久大本線の新観光列車、列車名は「地元の有力者」キハ47・125の3両編成



JR九州は10月26日、久大本線で運行する新しい観光列車の列車名を「かんぱち・いちろく」に決めたと発表した。久大本線との関係が深い地元の有力者に由来。博多~由布院・別府を結ぶ特急列車として来年2024年春から運行する。

久大本線の観光列車「かんぱち・いちろく」用車両の改造元となるキハ47形(左上)とキハ125形(右下)。【画像:JR九州】

久大本線の建設運動を行った麻生観八。【画像:JR九州】
「一六曲がり」の衛藤一六。【画像:JR九州】

「かんぱち」は久大本線沿線の酒造会社「八鹿酒造」(大分県九重町)3代目の麻生観八(あそう かんぱち)にちなむ。麻生は1906年、久留米と大分を結ぶ鉄道の敷設運動を開始。鉄道院(のちの鉄道省、国鉄に相当)の後藤新平総裁に陳情するなど政府に働きかけた。1915年に大分~小野屋が私鉄の大湯鉄道として開業。1922年に国有化され、久留米~小野屋も順次延伸されたが、1934年の久大本線の全通を見ることなく死去した。

「いちろく」は旧大分県農工銀行頭取の衞藤一六(えとう いちろく)に由来する。JR九州によると、衛藤は1923年の小野屋~温平の延伸開業後、湯平を過ぎたあたりから線路を北由布・南由布の両村(現在の大分県由布市)に通すよう働きかけた人物。この影響で湯平~野矢の線路は大きく迂回(うかい)するオメガカーブを描くルートになり、地元では衞藤の功績をたたえて「一六線(一六曲がり)」と呼ぶようになったという。

列車名のほか使用車両なども発表された。列車は3両編成で全席グリーン車。1・3号車は、かつて肥薩線の特急「いさぶろう・しんぺい」で運用されていたキハ47形気動車2両を改造する。2号車はビュッフェ車で、キハ125形気動車を改造。3両とも今年2023年10月初旬、改造のため小倉総合車両センターに入場した。

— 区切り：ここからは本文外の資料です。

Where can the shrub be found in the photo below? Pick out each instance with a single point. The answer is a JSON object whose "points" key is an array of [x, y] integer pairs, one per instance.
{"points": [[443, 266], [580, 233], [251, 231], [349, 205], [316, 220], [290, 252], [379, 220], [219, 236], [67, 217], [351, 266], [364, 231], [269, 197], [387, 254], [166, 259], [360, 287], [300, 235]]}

「かんぱち」は博多発→由布院・別府行きの列車として月・水・土曜日に運行。「いちろく」は別府・由布院発→博多行きとして火・金・日曜に運行される。木曜日は「かんぱち」「いちろく」ともに運行しない。人名に由来し方向別に列車名を変えるのは「いさぶろう・しんぺい」と同じだ。

久大本線の新しい観光列車は2023年5月にJR九州が発表。同社の車両デザインを一手に引き受けてきたドーンデザイン研究所の水戸岡鋭治代表取締役ではなく、鹿児島の建築デザイン会社「IFOO(イフー)」がデザインを担当することがあわせて発表され、注目を集めた。JR九州は今後、車両のレイアウト・外観・内装・デザインや運転時刻・運転日・停車駅・車内サービス・発売額・発売方法などについて、決まり次第順次案内するとしている。